ディフェリンゲルとトレチノインの効果の違い「ニキビ治療」に効くのは?

ディフェリンゲル(アダパレン) ニキビ治療薬の一つにディフェリンゲル(一般名:アダパレン)という塗り薬があります。それと似た働きをもつニキビ治療薬にトレチノイン(レチノイン酸)があります。この2つは似た作用をもっているといわれますが、厳密には働きに違いがあります。

今回の記事は、ディフェリンゲルとトレチノインの作用や効果の違いについてです。

ディフェリン(一般名:アダパレン)とは?

ディフェリンゲル(アダパレン) ディフェリンゲルは、「ナフトエ酸(ナフタレンカルボン酸)誘導体」を主成分としたレチノイド様作用(ビタミンA誘導体に似た作用)をもつニキビ治療薬(塗り薬)です。日本では2008年に認可されていますが、世界的には2008年よりもずいぶん前から実績があるお薬です。

ディフェリンゲルが日本で認可された2008年以降は、皮膚科医はニキビ治療に対して積極的にディフェリンゲルを処方するようになりました。保険適応です。

ディフェリンゲルの効果・効能

  • 角化(ターンオーバー)を抑制して角質肥厚を予防し、毛穴をふさがれにくくする。
  • トレチノインほどではないですが若干の角質を剥がす作用があります。
  • 特に殺菌作用はありません。

ディフェリンの副作用・注意点

  • 使用中、皮膚がやや赤みやヒリヒリ感を伴うことがあります。ただし、それらの作用は軽度です。
  • 使用中は紫外線に注意する必要があります。

トレチノイン(レチノイン酸)とは?

トレチノイン(レチノイン酸) トレチノイン(レチノイン酸)とは、ビタミンA(レチノール)の誘導体で、生理活性がビタミンAの数十倍もあるといわれる成分です。主にニキビ治療やシミ治療に用いられます。
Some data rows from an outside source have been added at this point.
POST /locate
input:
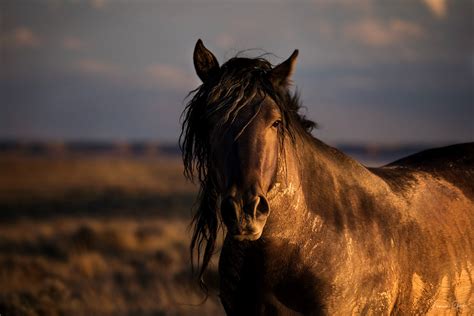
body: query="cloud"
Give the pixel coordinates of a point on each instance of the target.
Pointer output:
(225, 41)
(437, 7)
(98, 4)
(375, 33)
(21, 36)
(171, 77)
(73, 43)
(97, 67)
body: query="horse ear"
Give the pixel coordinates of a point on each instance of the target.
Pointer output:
(205, 62)
(281, 74)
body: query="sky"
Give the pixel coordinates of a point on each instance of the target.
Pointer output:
(369, 71)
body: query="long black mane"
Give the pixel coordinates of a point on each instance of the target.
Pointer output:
(239, 83)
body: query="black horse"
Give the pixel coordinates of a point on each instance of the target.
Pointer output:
(308, 229)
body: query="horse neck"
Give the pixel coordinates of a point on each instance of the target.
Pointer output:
(322, 182)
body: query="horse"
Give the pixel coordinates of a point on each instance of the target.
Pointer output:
(309, 230)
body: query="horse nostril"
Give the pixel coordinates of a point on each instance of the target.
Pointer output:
(229, 210)
(262, 207)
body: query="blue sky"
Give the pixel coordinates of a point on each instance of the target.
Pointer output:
(368, 71)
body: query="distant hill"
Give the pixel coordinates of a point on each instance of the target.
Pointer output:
(369, 154)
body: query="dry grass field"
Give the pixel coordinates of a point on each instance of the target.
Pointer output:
(97, 235)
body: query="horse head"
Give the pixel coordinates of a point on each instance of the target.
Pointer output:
(245, 123)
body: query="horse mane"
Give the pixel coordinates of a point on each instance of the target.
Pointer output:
(238, 84)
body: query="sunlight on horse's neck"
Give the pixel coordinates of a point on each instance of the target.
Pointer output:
(313, 182)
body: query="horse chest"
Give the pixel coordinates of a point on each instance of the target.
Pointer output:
(261, 279)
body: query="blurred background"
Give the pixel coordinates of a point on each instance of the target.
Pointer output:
(94, 210)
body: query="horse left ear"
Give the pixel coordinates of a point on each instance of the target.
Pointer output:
(205, 62)
(281, 74)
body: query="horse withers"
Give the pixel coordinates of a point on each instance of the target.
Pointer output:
(308, 229)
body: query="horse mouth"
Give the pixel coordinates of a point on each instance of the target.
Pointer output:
(249, 237)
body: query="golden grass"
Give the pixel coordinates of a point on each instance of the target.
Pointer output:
(95, 263)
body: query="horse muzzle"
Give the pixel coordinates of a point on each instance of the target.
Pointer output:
(245, 218)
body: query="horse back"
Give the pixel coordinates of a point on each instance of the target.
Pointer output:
(454, 164)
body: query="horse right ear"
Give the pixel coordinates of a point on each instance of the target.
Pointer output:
(205, 62)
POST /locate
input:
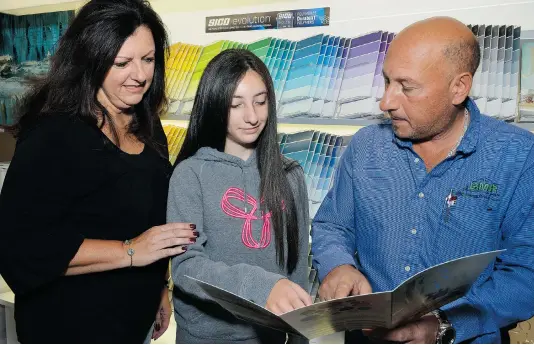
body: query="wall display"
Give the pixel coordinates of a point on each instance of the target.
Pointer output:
(26, 43)
(3, 172)
(526, 103)
(269, 20)
(318, 153)
(326, 76)
(175, 139)
(496, 83)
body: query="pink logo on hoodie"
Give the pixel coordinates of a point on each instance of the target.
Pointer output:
(236, 212)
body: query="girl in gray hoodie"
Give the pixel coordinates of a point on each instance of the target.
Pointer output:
(248, 202)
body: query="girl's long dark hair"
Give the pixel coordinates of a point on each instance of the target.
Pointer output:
(84, 55)
(208, 128)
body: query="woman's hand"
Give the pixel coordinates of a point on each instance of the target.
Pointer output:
(161, 241)
(287, 296)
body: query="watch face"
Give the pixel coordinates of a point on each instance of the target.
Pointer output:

トレチノインは日本では認可されていませんが、一部の皮膚科ではトレチノインを使用した治療を行っていたりします。また、個人輸入などでも購入できます。その際はすべて自己責任です。

トレチノインの効果・効能

  • 表皮細胞の増殖を促す。
  • 角質剥離作用があり、角質剥がしてニキビの芯(皮脂汚れ)や膿の排出を促す。
  • ターンオーバー(皮膚の新陳代謝)を通常よりも最大で2倍に高める働きがある。
  • 真皮層の線維芽細胞に働きかけて、コラーゲンやエラスチン、ヒアルロン酸などの合成を高める。
  • 特に殺菌作用はありません。

トレチノインの副作用・注意点

  • 濃度が高くなるほど、皮膚の剥離、赤み、乾燥、ヒリヒリ感が強くなります。(これは正常な反応ですが、これがトレチノインが使いにくい欠点といえます)。
  • 角質が剥がれて紫外線の影響を強く受けるようになるため、日光に当たる機会が多い人は難しいといえます。
  • 角質を剥がす作用により、洗顔やクレンジングが肌の負担になることがあります。

ディフェリンとトレチノインの作用の違い

効果・効能の違い

  • ディフェリンは、ターンオーバーを抑制することで角質肥厚を抑制し、毛穴つまり(ニキビの形成)を軽減させていきます。トレチノインほどではありませんが若干の角質を剥がす作用もあります。
  • トレチノインは、ターンオーバーを促進させて角質を剥がす作用によって毛穴つまりを改善し、ニキビの芯の排出を促します。

副反応・副作用の違い

トレチノインは皮膚に対してしっかりと反応を起こし、赤みやヒリヒリ感などが現れ、角質が剥がれて乾燥するようになります。一方、ディフェリンゲル(アダパレン)の方は、あまり強い反応は現れず、若干の赤みやヒリヒリ感が現れるだけです。角質剥離作用も限定的です。そういった点ではトレチノインよりもディフェリンゲルのほうが使いやすいといえます。

トレチノインが日本で認可されない理由の一つが、身体に対する作用が強いことがあげられます。

【まとめ】ディフェリンとトレチノインはどっちが効く?

ディフェリンを開発した欧州製薬メーカーのガルデルマ社では、同じ濃度であればトレチノインよりもディフェリンのほうが効果が高いとしています。ただし、個人的にはニキビの炎症度合いによって理想的な対処は異なると思っています。

  • ディフェリンゲル・・・赤みや乾燥などを抑えながら小さなニキビ、初期段階のニキビを改善するには効果的。
  • トレチノイン・・・赤みやヒリヒリ感は現れるが、強く炎症したニキビを早期に改善するには効果的。